OGX Drills Domestic Debt
Brazil’s OGX has finalized the sale of BRL2.1bn ($1.03bn) in Brazil’s domestic debenture market, according to Anbima. The EBX-controlled oil and gas company’s 2022 pays 10.5%. HSBC managed the sale, done under the rule 476 restricted format.
Sanluis Puts Brakes on Bond
Mexican vehicle parts manufacturer Sanluis has postponed plans to raise funds in the international bond market, according to people following the 2022 NC5 bond transaction. After widening the yield target to 10%-area from initial high 9% talk, the issuer was heard generating close to $200m in orders. “The company decided to postpone due to the market not meeting its pricing expectations,” says a person familiar with the transaction. The issuer is heard satisfied with explaining its story and its improvement in credit metrics following a 2011 debt restructuring, and could consider another DCM attempt. Sanluis was looking to raise $200m-$250m in order to refinance debt. Bank of America Merrill Lynch and JPMorgan were managing the Ba3/B/B+ transaction.

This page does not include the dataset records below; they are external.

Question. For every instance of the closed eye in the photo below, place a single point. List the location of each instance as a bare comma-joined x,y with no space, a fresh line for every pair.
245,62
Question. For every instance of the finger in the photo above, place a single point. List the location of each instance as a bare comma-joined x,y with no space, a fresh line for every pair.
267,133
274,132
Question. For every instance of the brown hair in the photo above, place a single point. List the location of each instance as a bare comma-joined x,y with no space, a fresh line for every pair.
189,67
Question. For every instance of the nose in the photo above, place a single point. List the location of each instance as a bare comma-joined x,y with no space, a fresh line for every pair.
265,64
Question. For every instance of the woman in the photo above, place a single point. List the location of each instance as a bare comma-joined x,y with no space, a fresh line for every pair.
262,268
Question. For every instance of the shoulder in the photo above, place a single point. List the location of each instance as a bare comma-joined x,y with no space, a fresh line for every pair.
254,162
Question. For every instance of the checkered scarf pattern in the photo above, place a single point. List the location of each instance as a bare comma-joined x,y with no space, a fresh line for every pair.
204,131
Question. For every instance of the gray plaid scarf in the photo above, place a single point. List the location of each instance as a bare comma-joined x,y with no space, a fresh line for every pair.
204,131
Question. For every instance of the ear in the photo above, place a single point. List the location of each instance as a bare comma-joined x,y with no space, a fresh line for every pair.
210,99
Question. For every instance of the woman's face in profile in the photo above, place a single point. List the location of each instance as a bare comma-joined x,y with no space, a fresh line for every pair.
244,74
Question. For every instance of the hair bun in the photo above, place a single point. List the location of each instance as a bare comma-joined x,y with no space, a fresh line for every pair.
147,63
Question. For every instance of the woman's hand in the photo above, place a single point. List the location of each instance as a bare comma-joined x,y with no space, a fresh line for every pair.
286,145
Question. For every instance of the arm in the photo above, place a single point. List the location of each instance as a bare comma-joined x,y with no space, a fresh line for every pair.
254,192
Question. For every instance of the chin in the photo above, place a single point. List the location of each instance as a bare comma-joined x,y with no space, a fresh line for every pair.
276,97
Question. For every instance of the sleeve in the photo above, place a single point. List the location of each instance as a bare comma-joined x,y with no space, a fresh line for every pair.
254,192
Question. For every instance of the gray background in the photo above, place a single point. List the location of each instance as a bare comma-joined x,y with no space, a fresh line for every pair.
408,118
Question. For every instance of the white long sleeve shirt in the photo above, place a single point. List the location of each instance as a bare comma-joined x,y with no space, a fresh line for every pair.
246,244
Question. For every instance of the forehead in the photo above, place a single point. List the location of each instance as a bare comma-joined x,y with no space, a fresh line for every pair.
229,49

Telefonica Chile Talks Price
Telefonica Chile is aiming for UST+250bp-area pricing on a new 2022 bond after tightening from UST+275bp-area initial price thoughts Wednesday. The unit of Spain’s Telefonica is planning a $500m issuance, according to Fitch, which assigns a BBB+ rating. Proceeds are destined to refinance upcoming maturities of 2013 and 2014, and also working capital needs and capital expenditures. “Outside of banking there is a shortage of Chilean paper,” says an investor following the trade. Another looking at the deal finds the 250bp level to represent fair value. Fitch notes a solid financial profile and strong operating cash flow generation, while also taking into account a strong competitive environment, low regulatory risk, weaknesses in local traffic and a policy of returning cash to shareholders. The telecom wrapped up investor meetings on Wednesday in Boston, Lima and Los Angeles. BBVA, Citi and JPMorgan are managing the process. Telefonica Chile is rated BBB/BBB+.

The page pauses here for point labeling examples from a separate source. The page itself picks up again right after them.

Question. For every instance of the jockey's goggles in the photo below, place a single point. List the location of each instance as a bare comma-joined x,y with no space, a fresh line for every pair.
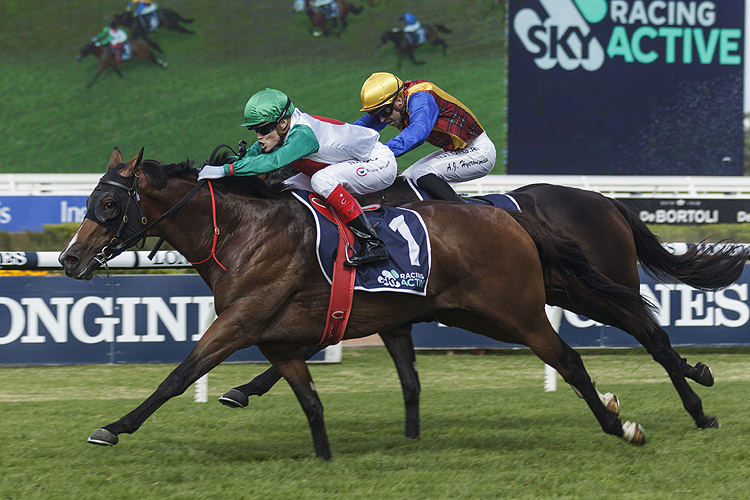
265,129
383,112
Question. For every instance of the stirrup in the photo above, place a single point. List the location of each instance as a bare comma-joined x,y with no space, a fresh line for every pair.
366,259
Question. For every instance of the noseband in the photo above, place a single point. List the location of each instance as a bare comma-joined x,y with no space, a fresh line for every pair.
117,220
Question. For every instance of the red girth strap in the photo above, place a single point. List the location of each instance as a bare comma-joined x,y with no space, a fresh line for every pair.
342,282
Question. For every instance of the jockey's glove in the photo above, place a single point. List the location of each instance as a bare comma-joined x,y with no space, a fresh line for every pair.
211,172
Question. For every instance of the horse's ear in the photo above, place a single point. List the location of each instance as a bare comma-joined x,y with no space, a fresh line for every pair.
129,169
115,159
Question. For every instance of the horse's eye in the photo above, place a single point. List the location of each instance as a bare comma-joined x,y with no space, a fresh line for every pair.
108,208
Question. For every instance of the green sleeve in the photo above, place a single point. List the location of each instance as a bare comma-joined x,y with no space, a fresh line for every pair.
300,142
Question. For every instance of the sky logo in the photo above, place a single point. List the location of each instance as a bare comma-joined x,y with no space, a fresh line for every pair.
564,37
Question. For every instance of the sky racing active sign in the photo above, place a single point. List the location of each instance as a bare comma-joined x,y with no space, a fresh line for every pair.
625,87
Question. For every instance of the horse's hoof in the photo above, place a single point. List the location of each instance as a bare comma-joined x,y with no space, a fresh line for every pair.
705,376
234,399
633,433
103,437
611,402
709,423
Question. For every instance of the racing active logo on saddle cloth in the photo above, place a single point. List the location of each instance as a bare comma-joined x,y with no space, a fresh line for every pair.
405,237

Agricultural Fund Raises Tight Local Bond
Fondo Especial para Financiamentos Agropecuarios (FEFA) has sold a MXP3bn ($233m) bond in Mexico’s domestic market, according to sources familiar with the sale. The 2015 notes priced at TIIE+20bp, tight to TIIE+25bp expectations that were based on the issuer getting that level on a similar deal earlier this year. FEFA saw 3.5 x demand, coming from 93 accounts, according to a source familiar with the sale. Proceeds will be used to fund operations. Banamex, BBVA Bancomer and HSBC managed the transaction rated AAA on a national scale. FEFA is a trust operated by second-tier development bank Fideicomisos Instituidos en Relacion con la Agricultura (FIRA). Established in 1954 by Mexico’s federal government, FIRA offers credit and guarantees among other services to livestock, fishing, forestry and agribusiness sectors in Mexico.